PACO AGUADO
La feria de Quito es un hervidero de entusiasmo taurino. Desde los días precedentes a las corridas de abono, la ciudad se ha movido en torno al toro con la pasión de las aficiones que saben vivir la fiesta sin complejos. Y más ahora que, desde las altas instancias, una sibilina campaña antitaurina amenaza el espíritu abierto de los quiteños, que aflora esplendoroso cuando se sientan en los tendidos de su plaza monumental.
Durante más de quince días se han celebrado en la ciudad equinoccial decenas de actos en torno a los toros, como la cátedra taurina de la Universidad de San Francisco, los formalistas encuentros del activo Círculo Bienvenida, conferencias de Ponce y Castella, un homenaje al adoptado Manolo Lozano, la inauguración de una peña dedicada a Curro Romero, el pregón del filósofo filo-taurino Francis Wolff y la edición de un profundo y hermoso libro con motivo de los cincuenta años de la inauguración del coso quiteño, casi siempre abanderados por la plataforma de defensa de la fiesta “Somos Ecuador”.
Pero donde de verdad se pulsa la fuerza y la vida de la afición de la capital ecuatoriana es en la plaza, cuando a las doce de la mañana, bajo un sol inmisericorde, el público con la media de edad más baja del mundo abarrota los tendidos.

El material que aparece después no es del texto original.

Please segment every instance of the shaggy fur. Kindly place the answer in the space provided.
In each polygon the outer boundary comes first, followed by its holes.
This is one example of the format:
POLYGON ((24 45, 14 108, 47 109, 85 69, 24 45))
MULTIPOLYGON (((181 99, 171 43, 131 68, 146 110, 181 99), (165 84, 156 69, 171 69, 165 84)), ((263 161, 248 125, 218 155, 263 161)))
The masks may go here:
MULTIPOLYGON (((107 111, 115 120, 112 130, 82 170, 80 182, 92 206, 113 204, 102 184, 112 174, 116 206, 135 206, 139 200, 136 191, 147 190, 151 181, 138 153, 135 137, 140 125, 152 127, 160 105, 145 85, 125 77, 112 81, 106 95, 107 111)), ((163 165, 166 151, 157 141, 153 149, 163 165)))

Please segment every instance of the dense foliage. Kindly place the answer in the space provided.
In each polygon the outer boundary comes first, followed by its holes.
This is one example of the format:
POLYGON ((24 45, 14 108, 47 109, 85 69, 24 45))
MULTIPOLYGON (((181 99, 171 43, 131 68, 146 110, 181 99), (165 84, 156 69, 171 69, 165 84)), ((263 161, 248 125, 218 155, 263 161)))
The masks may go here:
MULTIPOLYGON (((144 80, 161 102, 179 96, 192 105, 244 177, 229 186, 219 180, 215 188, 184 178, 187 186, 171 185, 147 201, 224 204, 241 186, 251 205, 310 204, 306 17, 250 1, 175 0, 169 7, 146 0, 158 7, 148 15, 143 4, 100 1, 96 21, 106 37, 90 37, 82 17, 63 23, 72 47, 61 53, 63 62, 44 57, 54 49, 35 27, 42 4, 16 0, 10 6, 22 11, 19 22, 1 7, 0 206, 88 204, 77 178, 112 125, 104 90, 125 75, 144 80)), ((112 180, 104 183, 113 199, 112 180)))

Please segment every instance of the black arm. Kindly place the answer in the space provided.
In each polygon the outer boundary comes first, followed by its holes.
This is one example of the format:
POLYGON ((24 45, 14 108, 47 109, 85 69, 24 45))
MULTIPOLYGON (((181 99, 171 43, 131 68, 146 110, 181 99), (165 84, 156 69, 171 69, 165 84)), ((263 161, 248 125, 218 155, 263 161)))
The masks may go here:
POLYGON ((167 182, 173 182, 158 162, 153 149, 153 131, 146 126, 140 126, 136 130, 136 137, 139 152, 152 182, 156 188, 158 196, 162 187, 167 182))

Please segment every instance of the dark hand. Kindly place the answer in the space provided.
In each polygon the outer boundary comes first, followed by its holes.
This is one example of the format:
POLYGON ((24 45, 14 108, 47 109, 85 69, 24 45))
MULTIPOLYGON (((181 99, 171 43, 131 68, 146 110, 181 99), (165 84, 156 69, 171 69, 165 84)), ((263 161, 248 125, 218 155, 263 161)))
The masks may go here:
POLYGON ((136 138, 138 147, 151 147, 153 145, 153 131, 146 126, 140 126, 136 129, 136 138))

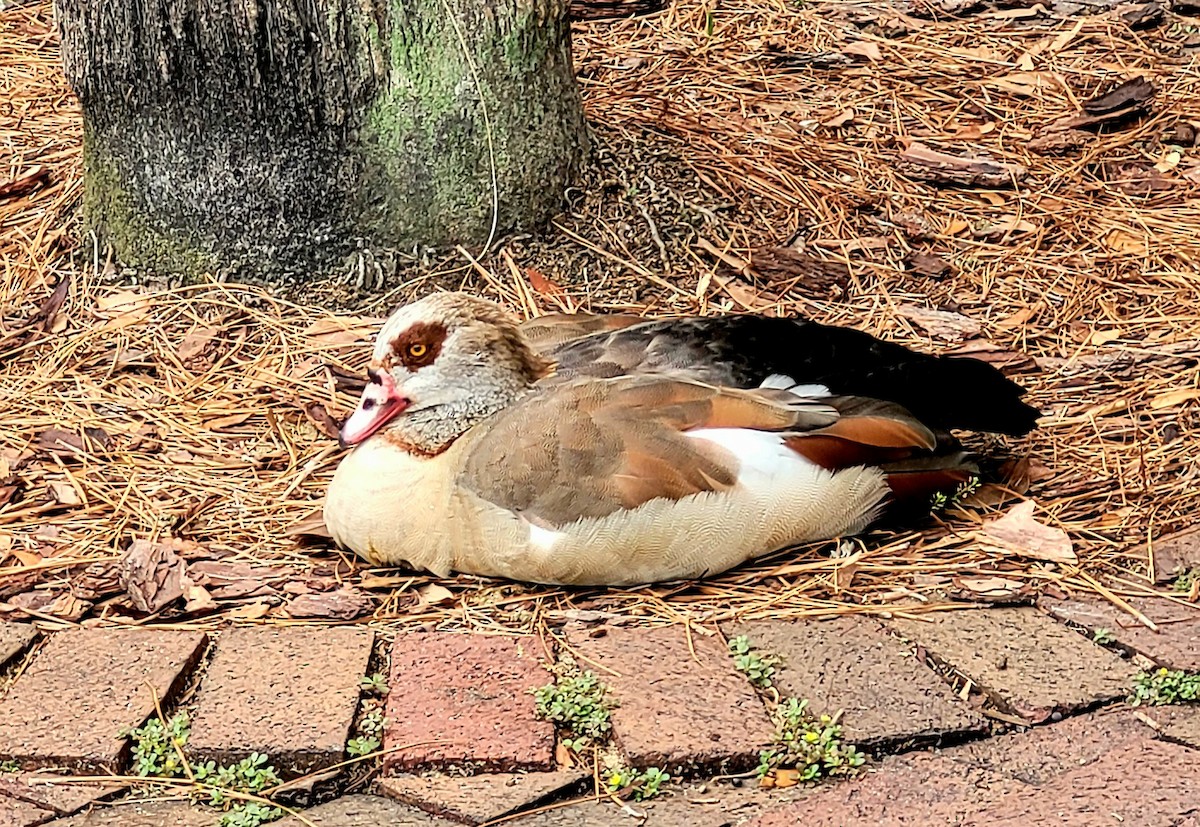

Todos unidos y dispuestos a presenciar el espectáculo que desde hace ya muchas décadas se ha convertido en el epicentro de las fiestas de la fundación de la ciudad, hace ya 476 años. Y eso que el Defensor del Pueblo ecuatoriano, que aún no se sabe muy bien qué defiende, se tomó muchas prisas en revocar la decisión de un juez local que permitía a los menores de doce años volver a entrar al círculo mágico.
Aun así, la empresa de los hermanos Salazar debe de estar muy satisfecha, pues la asistencia de público ha sido una vez más superior al noventa por ciento del aforo total de la feria. Algunos claros en las primeras corridas, coincidiendo con los días laborables y achacables a una leve subida de precios, provocaron muecas de preocupación, pero ya hubieran querido la inmensa mayoría de las ferias españolas del 2010 haber tenido preocupaciones como esa, que se olvidaron desde el momento en que el experimento de una nocturna, de estilo goyesco y con una flamante iluminación, probó su éxito con un llenazo hasta las banderas. El entusiasmo taurino quiteño está, pues, asegurado por muchos años.
En cambio, hay un aspecto fundamental del espectáculo que sí ha hecho encender las alarmas: el bajo nivel de casta de la cabaña brava nacional. Al ruedo de Iñaquito han dejado de salir esos toros menudos y duros de patas, resistentes hasta la extenuación de sus lidiadores, que daba años atrás la gran altitud del páramo andino. Esta feria se han visto muchos, demasiados, animales de origen Domecq afligidos y rajados, vacíos de raza, de pezuñas blandas y quebradizas, que hacen pensar en un nuevo y urgente refrescamiento de sangre. Una nueva inversión, como la de finales de los años setenta, que ponga la materia prima al nivel que exige una afición tan fiel.
Por eso los toreros han tenido que poner todo de su parte para no defraudar a un público que ha disfrutado con la facilidad escénica de Enrique Ponce, la profesionalidad de El Fandi, el valor de Sebastián Castella, la fascinante torería de Diego Silveti, la desigual entrega de sus compatriotas –Guillermo Albán y Martín Campuzano al frente— y la espectacularidad y el gran oficio de Andy Cartagena, todos ellos sacando oro de los mínimos resquicios que les han dejado lotes manejables pero bajo mínimos.
Y aparte hay que dejar el rotundo mensaje de dos faenas –paradójicamente, premiadas sólo con una oreja— que sirven de aviso para navegantes de cara a la próxima temporada española: la hondura y la autenticidad del reanimado Miguel Abellán, ante un manso encastado de Vistahermosa, y la sabrosa maestría con que deleitó Víctor Puerto ante un toro de Trinidad, en el que parece el reencuentro con su verdadero fondo torero. Para ir tomando nota.